Get a helmet…

This morning I stumbled across a thread on Twitter wherein the poster bemoans their seeming inability to work, pay bills on time, eat three times a day, perform basic personal hygiene, clean their place, and take care of the lawn. “How does anyone get it all done,” they rage into the electronic void.

By the time I saw it, the post had garnered 26,000 likes and hundreds of replies of “Same girl” or “Uh, this is the world capitalism gave us.” Other replies were some variation of “I just live in filth,” “Nobody does that,” “They’re rich and hire help,” or “They have a significant other who does it.”

I’m sorry, but that whole line of logic sounds like raging bullshit to me. Not all of those things are the top priority on every day – sometimes the house is a little dusty or I pull a meal out of the freezer instead of making a full dinner. But taken on average doing all the things is pretty much just being a responsible adult.

I’m sure someone will come screaming into the comments that my cis het white male conforming neuro-normative privilege is showing, but all I really read in that thread was a laundry list of excuses. There’s no staff here at Fortress Jeff. There’s no domestic help or significant other picking up the slack for whatever basic household task I don’t handle. Sure, I farm out some of the more specialized tasks (like fixing the well and cleaning the gutters), but I’m a one man show keeping up on the day-to-day essentials.

If anything, I suppose it’s my non-religious Protestant work ethic is showing – or maybe I just don’t expect to have others manage all my basic life functions for me. Then again, it could be a matter of trying not to take so many cues about how your life should look from Instagram and spend that time taking a damned shower or folding some laundry.

Life’s tough, kids. Get a helmet.

My lane…

One of the best parts of having been around for a while is that “my lane,” those areas of the workflow for which I exert some measure of control or influence, are reasonably well defined. Put another way, I know my boundaries within the organization or of the specific projects I’m assigned. I know what I can and can’t do – or rather what I’m supposed to do and those areas on which I am not supposed to tread. It helps me not dive into the deep end and fire off my opinion without first having that opinion grounded in fact.

It’s important to remember that your lane can change over time. It can narrow or grow wider based on the needs of the organization you serve or on the whims of those who lead it. Because of this, remembering who is empowered to change the size of your lane, also helps you avoid careening through the guardrail and finding yourself upside down in a ditch. 

It’s critical to remember this when someone who isn’t in legitimate position to shift the width of your lane tries to give you a nudge.

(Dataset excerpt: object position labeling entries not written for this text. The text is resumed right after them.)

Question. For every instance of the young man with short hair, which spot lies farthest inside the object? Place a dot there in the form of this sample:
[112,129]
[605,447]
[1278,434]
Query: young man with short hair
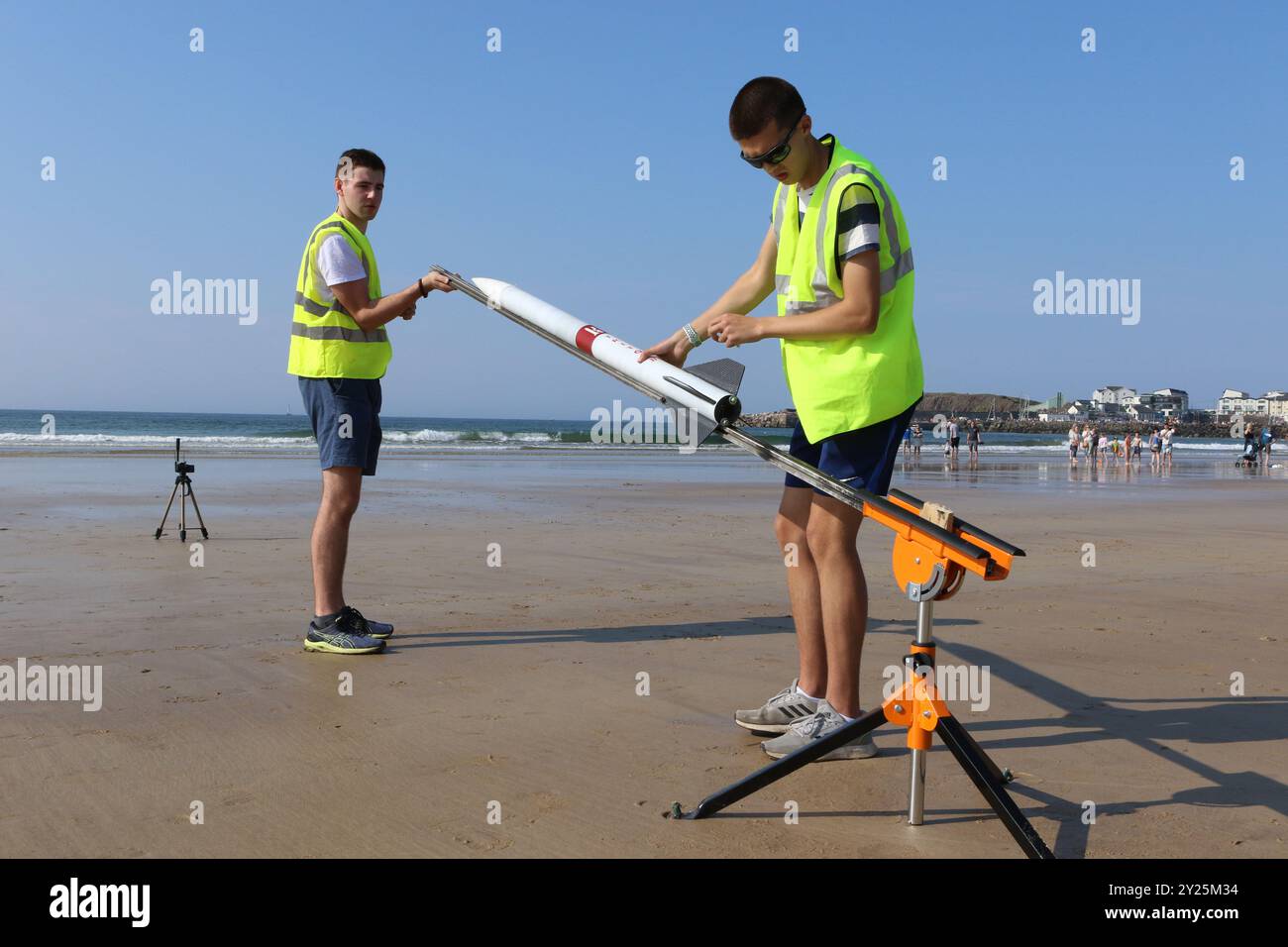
[339,351]
[854,369]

The fact is, I don’t care if you are a butcher, baker, candlestick maker, doctor, lawyer, or indian chief, if you’re not one of the handful of people who are authorized to change the width of my lane. Despite all their efforts to the contrary, I’ll smile politely, give them and understanding look, and then carry on as if we’ve never had a conversation. 

I am an American bureaucrat. I have honed my craft over years. Who’d have thought that innate intransigence and a prickly sense of how things ought to be done would ever serve me so well.